WE SAY THE QUIET PARTS OUT LOUD

Operator M|2025-12-01
experiment-001-donut-incident

EXPERIMENT #001:

THE DONUT INCIDENT

Sales gurus claimed baked goods could bypass gatekeepers. "Prospects remember the gesture," they said. "It humanizes you." We disagreed, but we ran the experiment anyway.

At 08:00, a dozen powdered donuts were picked up from a shop with a name we immediately regretted saying out loud. The instructions were straightforward: deliver to Company XYZ's office with a short note saying, "If you love these, you'll love what we're building." The message was chosen for maximum clarity and minimum self-respect.

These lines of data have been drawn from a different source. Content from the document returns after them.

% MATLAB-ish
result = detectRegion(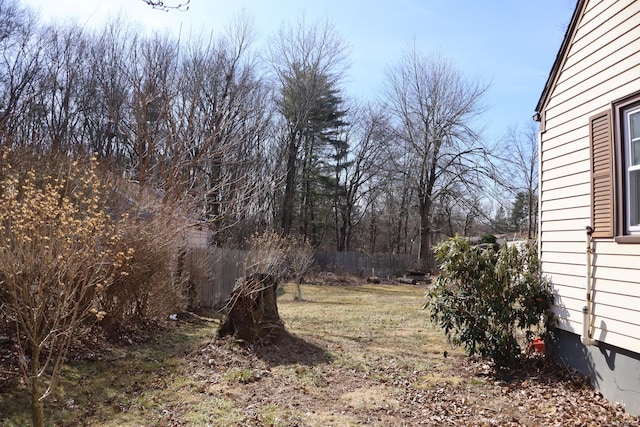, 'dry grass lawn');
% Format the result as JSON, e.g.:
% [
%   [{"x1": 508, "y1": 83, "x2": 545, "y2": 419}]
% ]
[{"x1": 0, "y1": 284, "x2": 638, "y2": 426}]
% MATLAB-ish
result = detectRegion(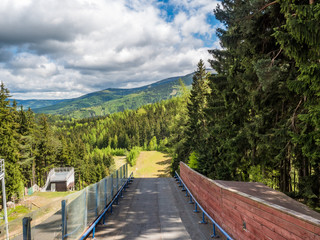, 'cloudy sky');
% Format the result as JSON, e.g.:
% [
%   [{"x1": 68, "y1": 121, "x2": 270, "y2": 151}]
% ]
[{"x1": 0, "y1": 0, "x2": 219, "y2": 99}]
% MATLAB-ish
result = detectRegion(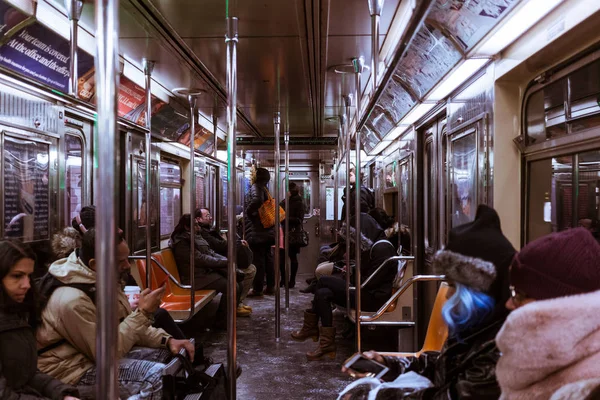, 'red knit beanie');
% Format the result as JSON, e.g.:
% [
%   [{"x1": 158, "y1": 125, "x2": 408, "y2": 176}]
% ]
[{"x1": 510, "y1": 228, "x2": 600, "y2": 300}]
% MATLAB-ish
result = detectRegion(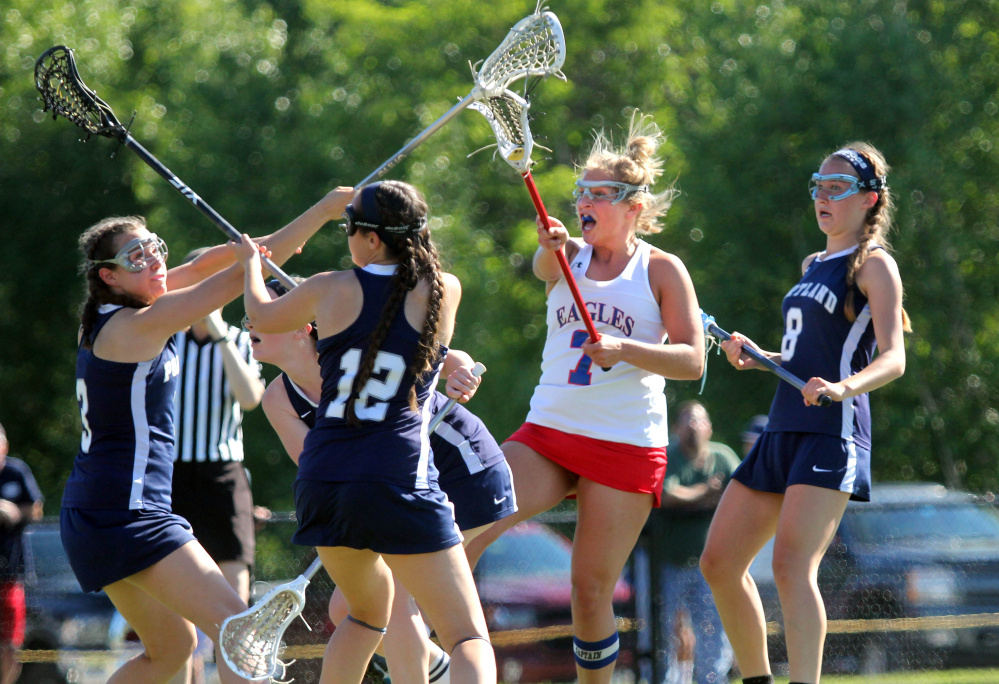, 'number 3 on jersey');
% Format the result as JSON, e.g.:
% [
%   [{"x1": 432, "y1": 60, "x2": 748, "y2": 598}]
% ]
[
  {"x1": 326, "y1": 349, "x2": 406, "y2": 421},
  {"x1": 780, "y1": 306, "x2": 802, "y2": 362},
  {"x1": 569, "y1": 330, "x2": 593, "y2": 385}
]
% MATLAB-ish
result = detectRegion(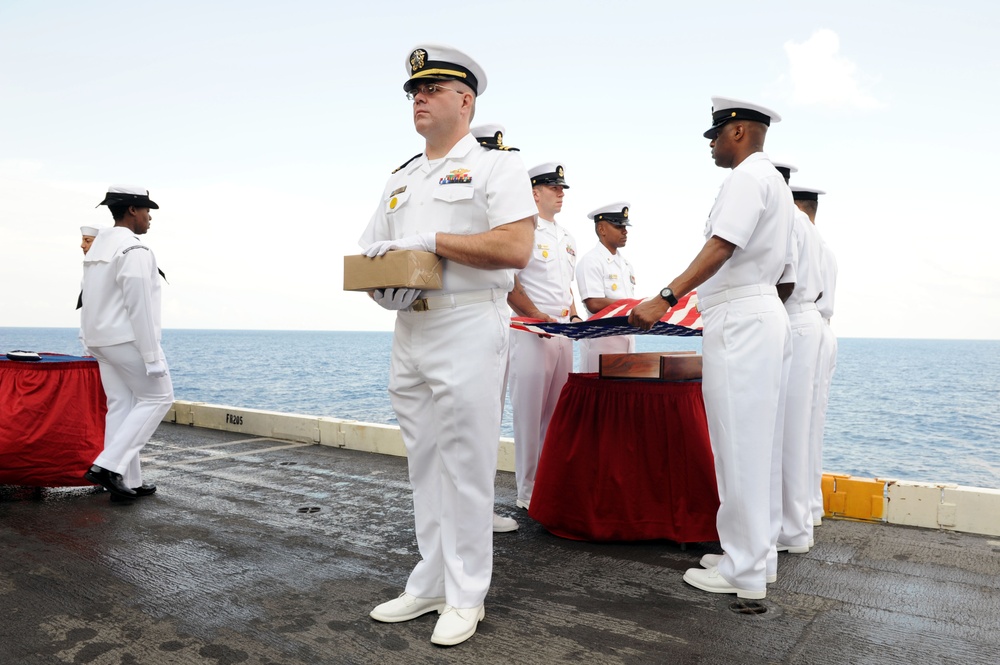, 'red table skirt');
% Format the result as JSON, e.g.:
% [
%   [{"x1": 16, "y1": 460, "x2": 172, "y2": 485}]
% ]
[
  {"x1": 529, "y1": 374, "x2": 719, "y2": 543},
  {"x1": 0, "y1": 354, "x2": 107, "y2": 487}
]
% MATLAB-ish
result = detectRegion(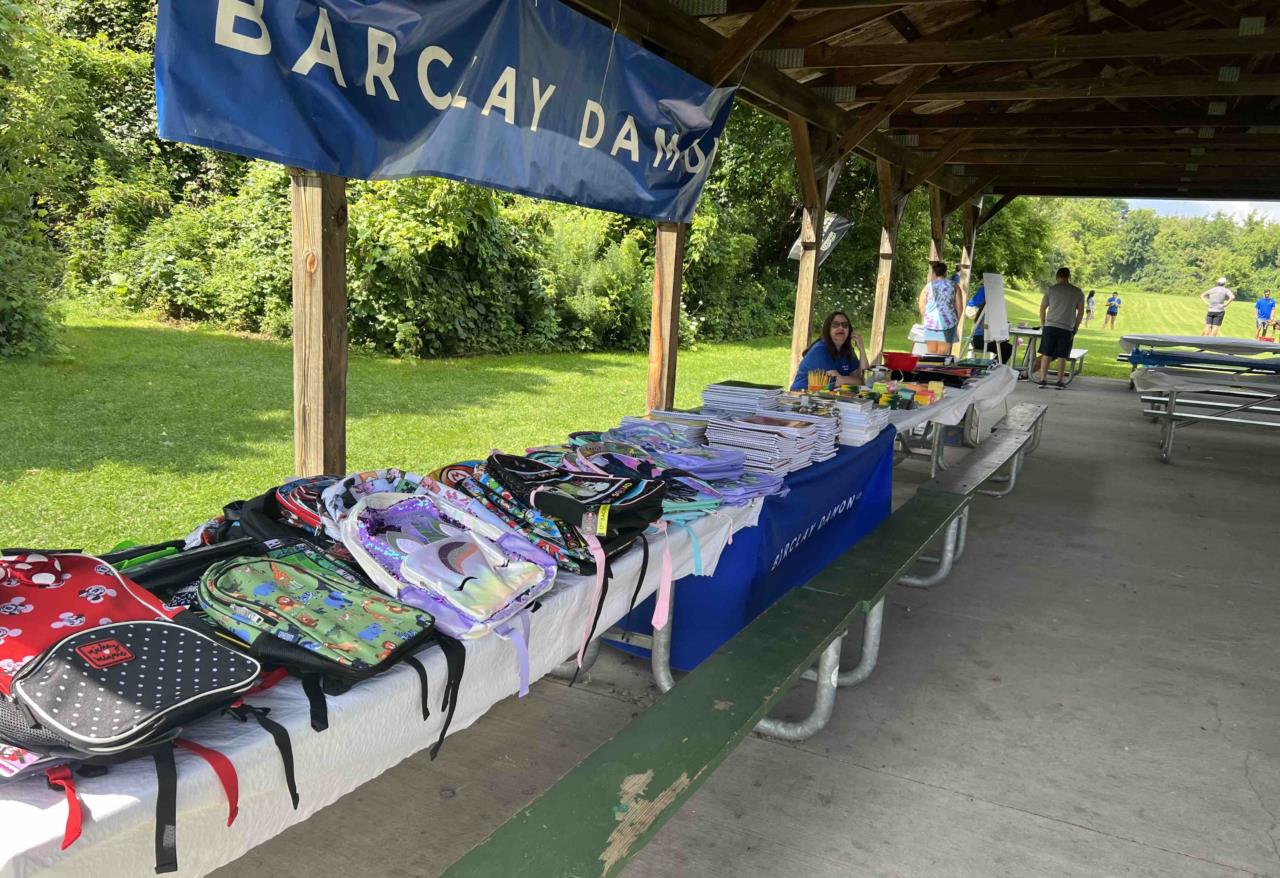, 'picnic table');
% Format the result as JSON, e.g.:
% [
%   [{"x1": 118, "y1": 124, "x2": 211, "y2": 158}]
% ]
[
  {"x1": 0, "y1": 500, "x2": 760, "y2": 878},
  {"x1": 888, "y1": 366, "x2": 1018, "y2": 476},
  {"x1": 1130, "y1": 366, "x2": 1280, "y2": 463}
]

The courier delivered at 09:02. Reception accepted the box with a look that suggested she'd seen this tactic before and hated all of them equally. The donuts were taken somewhere we couldn't see. Likely a break room, possibly a trash bin. Hard to know.

At 10:23, an internal contact confirmed the donuts never reached "decision makers." They sat beside three other boxes of pastries from three other hopeful vendors, all competing for attention in a room no one wanted to be in. One muffin was half-eaten. Everything else was untouched.

By 12:49, our contact overheard fragments of a conversation. They weren't flattering.

"Most people are remote anyway. Why send this here?"

"I'm doing keto."

"Donuts? Are we cops?"

"This feels like that LinkedIn crap where reps pretend to care."

At 15:12, someone opened our box, took a single bite from a chocolate donut, put it back, and removed the note. No one claimed responsibility for either action.

By 17:44, the entire box was reassigned to janitorial staff. They accepted it with a level of enthusiasm we never once received from company XYZ's leadership.

No reply.
No acknowledgement.
No meeting.
Not even a courtesy "appreciate the gesture."

ASSESSMENT:
Pastry-based outreach collapses under modern workplace conditions. Remote work killed communal break rooms. Dietary restrictions killed baked-good neutrality. And corporate cynicism killed whatever "delight" this tactic supposedly delivered.

The tactic makes the sender look desperate and the recipient feel monitored. At best, it creates confusion. At worst, it triggers an HR thread.

Could have thrown a hail mary instead. Cheaper than donuts. Less theater.

RECOMMENDATION:
Do not repeat. Nothing good begins with a pastry.